一部のアルミニウム合金では,機械的性質(強度や延性)を改善するために熱処理を必要とします。熱処理には長時間を要するため,省エネ,省コスト,生産性の観点から効率化が求められています。
我々の研究室では,温度制御性に優れる超高周波誘導加熱装置を熱処理に適用し,従来の熱処理装置では実現が困難な特徴的な温度履歴を付与することで熱処理の効率化を目指すとともに,優れた機械的性質ならびに品質を得るための熱処理条件に関して研究を行っています。
双極子プラズマ窒化装置を用いたステンレス鋼の窒化処理
ステンレス鋼は耐食性に優れる鉄鋼材料として良く知られています。一方で,ステンレス鋼の中でも最も多く使用されるSUS304鋼は,他の鉄鋼材料と比較して低強度といった欠点もあります。そのため,ステンレス鋼の最大の特徴である耐食性を維持しつつ,高強度化を実現する手法として窒化処理等の表面改質が実施されています。窒化処理では,金属材料の表面から窒素を浸透・拡散させて,硬質な窒化物や窒素原子が固溶した層(窒化層)を形成させることで表面を高硬度化することが可能です。
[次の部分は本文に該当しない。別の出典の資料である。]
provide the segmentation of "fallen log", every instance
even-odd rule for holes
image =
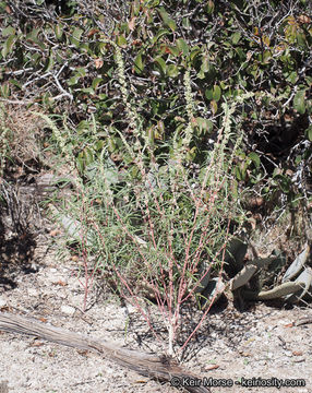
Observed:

我々の研究室では,プラズマの形成と被処理材への窒素の供給とを独立して制御可能な双極子プラズマ窒化装置を用いたステンレス鋼の窒化処理に関して研究を行っています。
強ひずみ加工と熱処理を併用したアルミニウム合金の機械的性質の改善
自動車や鉄道,船舶,航空機といった輸送機器では,燃費の向上を目的として軽量化が求められています。そのため,それら輸送機器を構成する構造材料には,「軽くて強い」金属材料を選択する必要があります。アルミニウム合金は,鉄鋼材料と比較して軽量ではありますが,強度の面ではまだまだ改善の余地が残されています。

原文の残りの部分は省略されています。